Pakistan in turmoil, IMF's $6 billion bailout programme on hold
According to a Pakistan media report, Islamabad will have to manage $5 billion as a bridge financing gap till June to avert a full-fledged balance of payment crisis and manage depleting foreign currency reserves in case the programme continues to be on hold.
With Pakistan in political turmoil, the economic woes of the country have multiplied manifold. The International Monetary Fund's $6 billion programme has been stalled, with no possibility of the next tranche's approval in the ongoing month, Pakistan daily The News reported.
Now, Pakistan will have to manage $5 billion as a bridge financing gap till June to avert a full-fledged balance of payment crisis and manage depleting foreign currency reserves in case the programme continues to be on hold.
After the IMF programme hit the roadblock, Pakistan's other creditors like the World Bank and The Asian Development Bank stopped the budgetary support and attached approval with the IMF's letter of comfort, the website reported.
The Pakistan officials said that only three options are left now which include negotiation for a consensus on the memorandum of financial and economic policies, wait for the elections till July and then extend the IMF programme beyond September or scrap the existing programme and negotiate a fresh deal with the IMF with the new government.
Nevertheless, Pakistan will have to manage $5 billion for the next few months for averting a crisis like situation. “A financing gap of $2 billion would emerge from the IMF as Islamabad envisages external financing from the Fund through approval of seventh and eighth reviews under $6 billion Extended Fund Facility (EFF). Pakistan will have to manage another $3 billion from bilateral donors to bridge the yawning financing gap,” a top official told the Pakistan media outlet.
It is important to note that Pakistan and the IMF were recently holding talks for the completion of the outstanding 7th Review and release of $960 million tranche, which now seems impossible to be accomplished in this month.

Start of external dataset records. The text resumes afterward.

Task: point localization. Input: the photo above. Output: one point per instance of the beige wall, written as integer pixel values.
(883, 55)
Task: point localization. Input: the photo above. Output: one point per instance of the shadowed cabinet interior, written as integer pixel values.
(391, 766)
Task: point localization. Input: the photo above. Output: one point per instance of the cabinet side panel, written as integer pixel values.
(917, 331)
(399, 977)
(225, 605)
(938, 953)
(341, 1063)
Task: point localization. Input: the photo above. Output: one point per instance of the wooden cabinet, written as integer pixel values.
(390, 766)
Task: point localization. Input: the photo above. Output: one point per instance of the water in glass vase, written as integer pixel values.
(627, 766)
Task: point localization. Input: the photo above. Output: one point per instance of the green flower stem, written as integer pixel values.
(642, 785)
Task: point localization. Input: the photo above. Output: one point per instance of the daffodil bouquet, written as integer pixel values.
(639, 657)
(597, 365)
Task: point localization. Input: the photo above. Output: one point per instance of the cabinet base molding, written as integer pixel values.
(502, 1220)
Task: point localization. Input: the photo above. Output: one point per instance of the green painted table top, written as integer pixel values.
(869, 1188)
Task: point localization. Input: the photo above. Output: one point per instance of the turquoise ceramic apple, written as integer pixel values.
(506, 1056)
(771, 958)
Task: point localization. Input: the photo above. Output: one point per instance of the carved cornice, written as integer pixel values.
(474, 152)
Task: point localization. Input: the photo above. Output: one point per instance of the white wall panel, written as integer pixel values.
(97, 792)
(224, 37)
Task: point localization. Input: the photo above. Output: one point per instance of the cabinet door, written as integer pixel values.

“The IMF looks to continue its support to Pakistan and, once a new government is formed, we will engage on policies to promote macroeconomic stability and enquire about intentions vis-a-vis program engagement,"IMF’s Resident Chief, Esther Perez Ruiz said while maintaining that there were no plans to suspend the programme.
But this is not the first time when Pakistan has faced such a challenge. Ahead of the 2018 elections, the IMF had told Pakistan they would negotiate deal with the new government. Then finance minister Shamshad Akhtar had to manage $2 billion from China to meet the balance of payment conditions.
According to the The News, the foreign currency reserves are dwindling and now stand at a meagre $12.04 billion as of March 25. The balance of payment crisis will be knocking at the doors during the elections if the current account deficit continues to escalate.